Publié le 6 décembre 2019 à 16h25

Jean-Robert Bousquet ; Denis Redon et Louis-Nicolas Ricard

Les régimes de contrôle des concentrations et des investissements directs étrangers (IDE) peuvent coexister dans certaines hypothèses avec des calendriers propres.

Par Jean-Robert Bousquet, avocat associé en corporate/fusions & acquisitions. Il traite des opérations de fusion-acquisition, particulièrement de nature internationale et/ou impliquant des opérateurs de private equity jean-robert.bousquet@cms-fl.com ; Denis Redon, avocat associé en droit de la concurrence. Il est notamment en charge des questions relatives au droit des concentrations (notification d’opérations, analyse concurrentielle des dossiers, etc.) et au droit anti-trust denis.redon@cms-fl.com et Louis-Nicolas Ricard, Professional Support Lawyer en corporate/fusions & acquisitions louis-nicolas.ricard@cms-fl.com 

Calendrier des concentrations

Le droit français des concentrations emporte des effets sur le déroulement chronologique d’une opération de transmission d’entreprise contrôlable, c’est-à-dire, de manière générale, remplissant les trois conditions suivantes :

– le chiffre d’affaires total mondial HT de l’ensemble des entreprises ou groupes de personnes physiques ou morales parties à la concentration excède 150 millions d’euros ;

– le chiffre d’affaires total HT réalisé individuellement en France par deux au moins des entreprises ou groupes de personnes physiques ou morales concernées est supérieur à 150 millions d’euros ;

– l’opération ne relève pas du champ de compétence de la Commission au titre du contrôle des concentrations1.

Dans cette hypothèse, non seulement, la notification de l’opération à l’Autorité de la concurrence (ADLC) doit être préalable à son autorisation, mais encore, sa réalisation effective ne peut, sauf dérogation dûment motivée2, intervenir avant l’accord de l’ADLC ou du ministre de l’Economie lorsqu’il a évoqué l’affaire.

Pour ce qui a trait à l’obligation de notification d’une opération de concentration au sein de l’Union européenne, il conviendra en outre pour les parties concernées de s’assurer du caractère notifiable ou non de l’opération dans chacun des pays concernés ou, le cas échéant, au niveau de la Commission européenne en tenant compte des possibilités de renvoi entre les Etats membres et la Commission européenne, facilités par les échanges au sein du réseau des autorités de concurrence. Un rétroplanning, le cas échéant multi-pays, sera à cet égard le bienvenu pour les parties.

Si l’on s’intéresse à la France, au-delà d’un premier temps de collecte des informations nécessaires, il convient pour les opérateurs de préparer un dossier de pré-notification auprès de l’ADLC. Cette phase, non obligatoire mais très recommandée, consiste à présenter un dossier déjà suffisamment étoffé pour permettre de lever, avec l’équipe en charge du dossier au sein de l’ADLC, les questions que pose l’opération (notion de contrôle, définition des marchés, etc.) et de les anticiper.

Cette étape passée, les parties doivent notifier officiellement leur opération.

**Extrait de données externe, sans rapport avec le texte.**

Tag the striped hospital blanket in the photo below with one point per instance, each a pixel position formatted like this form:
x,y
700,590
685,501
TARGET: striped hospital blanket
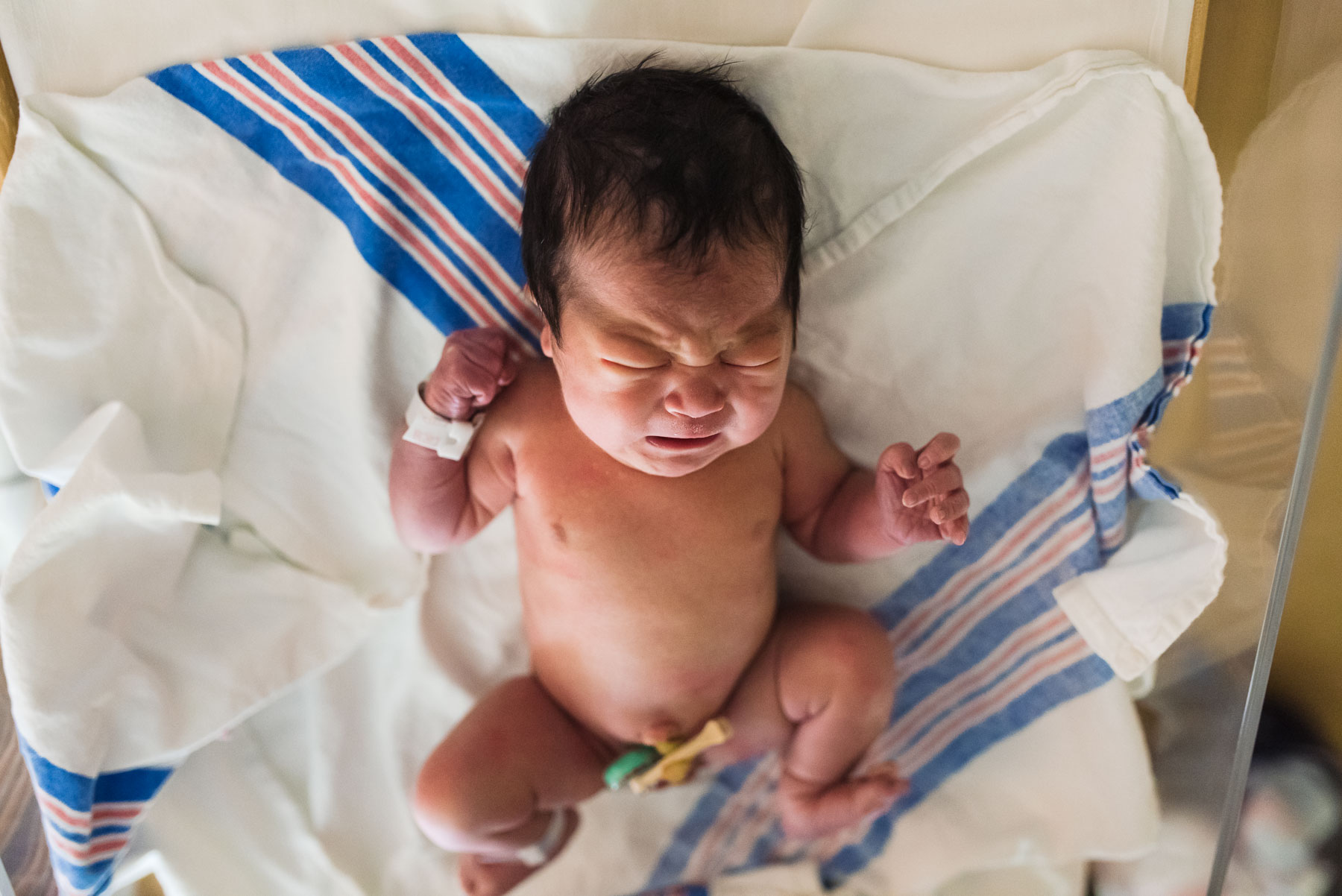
x,y
418,148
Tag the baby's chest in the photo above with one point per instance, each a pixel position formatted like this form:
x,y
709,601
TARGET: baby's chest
x,y
597,503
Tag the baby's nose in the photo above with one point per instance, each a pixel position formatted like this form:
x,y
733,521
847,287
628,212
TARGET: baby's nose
x,y
697,397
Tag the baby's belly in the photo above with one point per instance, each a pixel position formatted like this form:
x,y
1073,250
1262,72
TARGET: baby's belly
x,y
624,664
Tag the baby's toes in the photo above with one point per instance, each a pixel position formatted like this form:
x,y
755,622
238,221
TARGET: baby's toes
x,y
808,812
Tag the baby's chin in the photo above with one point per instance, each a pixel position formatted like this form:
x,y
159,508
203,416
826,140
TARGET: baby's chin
x,y
649,459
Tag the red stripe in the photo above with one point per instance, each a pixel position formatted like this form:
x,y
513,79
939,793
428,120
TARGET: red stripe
x,y
463,293
58,809
90,852
1019,684
459,151
501,151
461,242
927,707
388,171
101,813
1070,534
1042,521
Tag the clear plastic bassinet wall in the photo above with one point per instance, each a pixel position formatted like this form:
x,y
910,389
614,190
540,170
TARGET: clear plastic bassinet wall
x,y
1246,438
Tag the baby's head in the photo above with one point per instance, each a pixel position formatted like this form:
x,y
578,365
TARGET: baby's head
x,y
662,240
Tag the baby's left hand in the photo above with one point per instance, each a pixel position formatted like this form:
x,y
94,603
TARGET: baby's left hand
x,y
921,493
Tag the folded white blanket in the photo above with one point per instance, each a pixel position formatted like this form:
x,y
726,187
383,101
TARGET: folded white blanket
x,y
221,282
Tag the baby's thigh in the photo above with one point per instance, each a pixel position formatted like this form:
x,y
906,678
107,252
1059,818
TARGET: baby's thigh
x,y
514,751
815,655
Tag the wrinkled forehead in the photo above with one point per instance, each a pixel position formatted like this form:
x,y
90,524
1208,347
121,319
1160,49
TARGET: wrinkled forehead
x,y
620,283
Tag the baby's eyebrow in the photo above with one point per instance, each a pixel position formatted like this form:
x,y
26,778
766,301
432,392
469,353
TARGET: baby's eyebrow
x,y
768,324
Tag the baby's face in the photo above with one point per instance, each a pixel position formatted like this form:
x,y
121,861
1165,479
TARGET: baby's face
x,y
667,369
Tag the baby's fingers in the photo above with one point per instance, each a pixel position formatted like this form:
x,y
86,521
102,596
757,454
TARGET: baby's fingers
x,y
956,531
939,451
937,485
901,459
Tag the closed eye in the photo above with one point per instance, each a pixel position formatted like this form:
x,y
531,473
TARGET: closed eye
x,y
751,364
624,365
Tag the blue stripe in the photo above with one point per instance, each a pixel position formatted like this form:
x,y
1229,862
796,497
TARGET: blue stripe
x,y
454,124
483,87
81,792
399,137
1187,321
458,196
80,837
705,812
94,877
380,250
1121,416
1042,479
1080,678
380,186
973,595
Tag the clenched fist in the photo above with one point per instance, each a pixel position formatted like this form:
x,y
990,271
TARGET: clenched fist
x,y
474,367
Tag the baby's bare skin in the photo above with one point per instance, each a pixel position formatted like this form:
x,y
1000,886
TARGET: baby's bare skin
x,y
650,461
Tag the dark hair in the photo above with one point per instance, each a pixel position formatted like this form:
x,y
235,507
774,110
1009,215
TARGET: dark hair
x,y
675,154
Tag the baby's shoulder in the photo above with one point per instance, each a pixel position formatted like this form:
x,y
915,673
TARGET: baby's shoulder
x,y
528,401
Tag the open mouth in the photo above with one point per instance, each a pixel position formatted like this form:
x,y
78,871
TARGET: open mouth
x,y
671,443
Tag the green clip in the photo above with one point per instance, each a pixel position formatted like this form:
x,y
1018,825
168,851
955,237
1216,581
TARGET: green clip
x,y
630,765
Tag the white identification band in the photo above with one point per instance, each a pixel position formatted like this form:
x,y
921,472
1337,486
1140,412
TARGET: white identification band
x,y
449,438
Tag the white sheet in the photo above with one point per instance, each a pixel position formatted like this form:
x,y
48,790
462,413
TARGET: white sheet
x,y
90,46
289,359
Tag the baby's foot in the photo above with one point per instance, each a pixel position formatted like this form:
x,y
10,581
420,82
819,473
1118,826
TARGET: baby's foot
x,y
486,876
810,810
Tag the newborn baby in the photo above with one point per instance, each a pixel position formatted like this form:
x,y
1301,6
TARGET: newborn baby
x,y
650,459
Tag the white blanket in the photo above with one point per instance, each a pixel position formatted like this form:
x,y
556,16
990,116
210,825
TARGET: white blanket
x,y
221,283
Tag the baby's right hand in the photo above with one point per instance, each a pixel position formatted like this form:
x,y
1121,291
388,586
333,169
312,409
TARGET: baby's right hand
x,y
474,367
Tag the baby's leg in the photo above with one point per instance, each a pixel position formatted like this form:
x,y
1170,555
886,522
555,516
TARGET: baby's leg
x,y
823,686
503,781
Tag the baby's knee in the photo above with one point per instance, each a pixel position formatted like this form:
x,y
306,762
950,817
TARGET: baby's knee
x,y
855,651
456,800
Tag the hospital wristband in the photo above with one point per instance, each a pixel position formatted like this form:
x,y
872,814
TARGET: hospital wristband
x,y
447,438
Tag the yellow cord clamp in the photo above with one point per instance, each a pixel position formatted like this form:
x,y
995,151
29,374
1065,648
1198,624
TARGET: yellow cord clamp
x,y
667,762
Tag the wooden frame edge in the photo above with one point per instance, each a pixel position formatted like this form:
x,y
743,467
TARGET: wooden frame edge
x,y
1194,60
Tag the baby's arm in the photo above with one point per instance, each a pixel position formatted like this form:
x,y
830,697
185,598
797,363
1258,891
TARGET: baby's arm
x,y
439,502
840,511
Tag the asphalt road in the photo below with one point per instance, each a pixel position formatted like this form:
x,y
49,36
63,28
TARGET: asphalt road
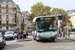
x,y
59,44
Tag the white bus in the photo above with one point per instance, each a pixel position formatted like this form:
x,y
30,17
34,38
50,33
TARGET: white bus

A supposer le dossier de notification complet, l’ADLC dispose, en phase 1, de 25 jours ouvrés sauf extensions pour autoriser l’opération tacitement ou non, l’autoriser avec engagements ou ouvrir une phase 2. Cependant, pour les opérations pouvant bénéficier de procédures simplifiées au sens des lignes directrices de

l’ADLC (qui font actuellement l’objet d’une révision) et éligibles à la procédure dématérialisée (voir communiqué ADLC du 18 octobre 2019), ce délai est en principe raccourci à 3 semaines environ.

Si l’opération est autorisée en phase 1, le ministre de l’Economie dispose à son tour de 5 jours ouvrés pour demander, le cas échéant, l’ouverture d’une phase 2.

En phase 2, sauf cas d’extension, le délai est de 65 jours ouvrés pour autoriser l’opération avec ou sans engagements, injonctions ou prescriptions, ou l’interdire. Dans les 25 jours ouvrés, le Ministre peut évoquer l’affaire et statuer sur l’opération pour des motifs autres que la concurrence3.

Parmi les extensions possibles, figurent la négociation d’engagements ou la suspension des délais à l’initiative des parties, voire de l’ADLC, dans le cas de certains manquements.

En tout état de cause, si comme le dit le dicton «le temps, c’est de l’argent», celui-ci ne peut en aucune manière occulter le fait que la non notification d’une opération contrôlable est passible d’une lourde sanction financière pouvant atteindre 5 % du chiffre d’affaires HT réalisé en France par l’entreprise acheteuse et la partie acquise, sans compter l’injonction de notifier l’opération sous astreinte, sauf à revenir à l’état antérieur à l’opération.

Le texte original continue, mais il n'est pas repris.